[FFmpeg-devel] [RFC] 5 year plan & Inovation

Cosmin Stejerean cosmin at cosmin.at
Fri May 3 18:45:20 EEST 2024



> On May 3, 2024, at 6:54 AM, Ronald S. Bultje <rsbultje at gmail.com> wrote:
> 
> On Fri, May 3, 2024 at 7:33 AM Rémi Denis-Courmont <remi at remlab.net> wrote:
> 
>> 
>> There is no technical plan how that would actually work in practice, and I
>> don't think it is even feasible. Not to speak of a realistic plan who would
>> actually implement it and in what time frame.
>> 
> 
> To clarify: I myself much prefer gitlab's workflow and would use that if it
> was available. I think providing a CLI-based workflow (which Anton and some
> others have requested) is feasible and fair. If an email variant thereof
> can be made and someone wants to fund it, I think that's reasonable. But it
> shouldn't block allowing more people to convert to a gitlab-style workflow,
> which I consider far superior over what we have now. End of clarification.

I think it's useful to separate out CLI-based workflow from email based workflow. 

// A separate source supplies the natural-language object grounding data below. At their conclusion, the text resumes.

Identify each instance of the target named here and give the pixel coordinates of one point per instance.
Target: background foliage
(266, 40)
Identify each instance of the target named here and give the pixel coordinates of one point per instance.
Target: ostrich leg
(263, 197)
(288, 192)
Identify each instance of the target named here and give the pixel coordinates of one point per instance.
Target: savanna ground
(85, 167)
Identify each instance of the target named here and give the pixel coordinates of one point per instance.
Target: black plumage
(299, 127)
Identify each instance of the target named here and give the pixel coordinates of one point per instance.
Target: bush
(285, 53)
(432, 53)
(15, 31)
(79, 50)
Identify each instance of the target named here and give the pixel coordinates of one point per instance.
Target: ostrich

For example with GitHub you can use the gh command line tool 
(https://github.com/cli/cli)  to do almost everything from the CLI. See outstanding 
pull requests, create a new pull request, check out a pull request, leave comments, 
approve, reject, etc. The only thing the official CLI tool itself doesn't offer is ability 
to add in-line comments.

If one really wants to avoid the browser for leaving in-line comments there are 
solutions integrated with popular editors to do this directly from the editor.

For those that like Neovim a full featured editor plugin like octo.nvim 
(https://github.com/pwntester/octo.nvim?tab=readme-ov-file#-pr-reviews)
can be used to do everything including code reviews with inline comments.

Similar solutions exist for Emacs. And the API is there to make something more 
customized if desired. For example a tool like "re" can open up $EDITOR and 
allow adding inline comments (https://github.com/jordanlewis/re).

This is for Github but Gitlab is popular enough that I'd expect the same to exist
there or at a minimum to be possible to bridge the gap (in general the github tooling
is more mature).

What doesn't exist (yet) is a way to keep people on the exact email based workflow 
we currently have, and have bi-directional sync with something like github or gitlab.
Such a thing could probably be built, but it might be worth first trying to see if those
that insist on sticking with the CLI can use one of the existing CLI based workflows.